AD is a complex disease involving a collection of symptoms including amnestic impairment, neurodegeneration and cognitive decline that eventually leads to loss of everyday functioning.
While the etiology of AD remains unclear, it is likely due to a combination of genetic and environmental factors.
Moreover, while there are many prototypical features of AD which hold in aggregate, it is widely acknowledged that there is significant variability in how AD presents across individuals.
Several studies have attempted to characterize this phenotypical variability, however there is still a great deal of unexplained heterogeneity in AD presentation, with the potential for distinct disease subtypes.
To make matters more complicated, there is no guarantee that a characterization of this phenotypic heterogeneity (e.g., cognitive, pathological and atrophy subtypes of AD), will help cleanly delineate homogeneous subgroups of genetic risk, or allow for better risk assessment.
With this in mind, our current project focuses on directly identifying potential sources of genetically-driven heterogeneity in AD, without relying on prior phenotypic classification.
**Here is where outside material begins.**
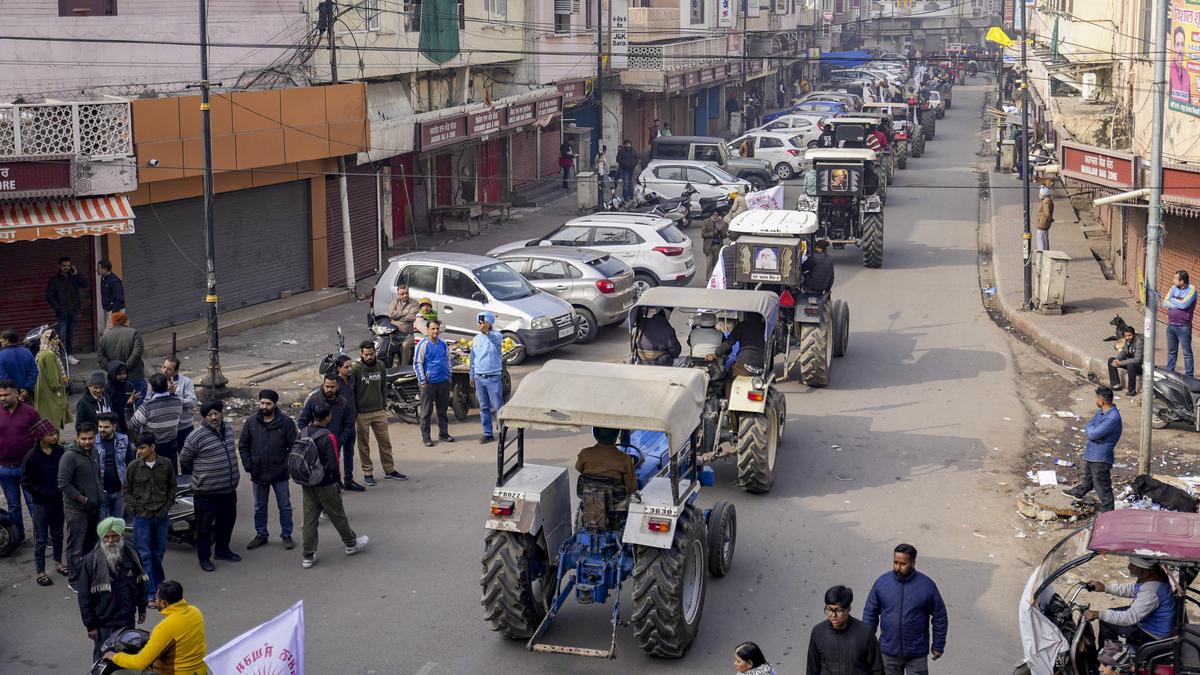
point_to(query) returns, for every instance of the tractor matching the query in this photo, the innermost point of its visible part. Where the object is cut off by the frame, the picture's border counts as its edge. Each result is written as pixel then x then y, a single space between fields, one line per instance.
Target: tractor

Once identified, the structure underlying this genetic heterogeneity (in the form of tau-specific cell-subtypes) can help trace a route from genetic risk through to disease phenotype, and can help clarify which pathways are impacted by different forms of the disease etiology (e.g., certain tau-mutations).
In this sense, we hope that this project will provide an 'anchor point' we can build on to more fully characterize the downstream impacts of genetic heterogeneity in AD.
In summary, we hope that by identifying tau-specific genetic cell-subtypes we can help better reclassify and/or predict tau-pathology and AD-prognosis, including disease trajectory and disease response at the individual level.
Aaditya Rangan is an associate-professor in the applied mathematics department at New York University who has worked in computational biology and bioinformatics for over two decades.
Jeremy Elman in an assistant-professor in the department of psychiatry at the University of California at San Diego, and has studied Alzheimer’s disease for over a decade.
Caroline McGrouther is an MD PhD from the University of California at San Diego, and has been working as a researcher in bioinformatics for several years.
Haosheng Zhou was the master's student of A. Rangan, and is currently working towards a PhD in statistics and applied probability at the University of California at Santa Barbara.
We initially began collaborating as part of an NIH grant (U19AG023122) and have published several papers together [e.g., Schork and Elman 2023, Zhou et al 2024, Elman et al. 2024 and McGrouther et al. 2024].
Zhou is well on his way towards his PhD, and together with Rangan, McGrouther and Elman our team has a strong record of research involving statistical analysis in one form or another, with a strong focus on bioinformatics.
Perhaps most importantly, through the course of our collaborations we have developed, implemented and tested the biclustering method described above.
This includes the original loop-counting method [Rangan 2012, Rangan et al. 2018], as well as the more recent application to sn-RNA-seq data and the extension to incorporate asymmetric gene-gene-interactions [Zhou et al. 2024].
As mentioned above, we recently published two papers exploring the genetic heterogeneity of AD.
These results illustrate the genetic heterogeneity of AD in terms of both the underlying genotype [Elman et al. 2024] and at the pathway-level [Schork and Elman 2023].
Furthermore, the hierarchical nature of AD genetic heterogeneity is strongly driven by stratification in the correlation-structure across SNPs surrounding the MAPT-gene.
This evidence strongly motivates our proposed study of the MAPT-mutations in the organoid-dataset of Glasauer et al.
In addition, we believe that we are uniquely poised to search for heterogeneity within this dataset, as our recently developed biclustering algorithms are specifically designed for just such a problem.
In summary, we are certain that we have the expertise, the computation tools and the manpower to carry out this project.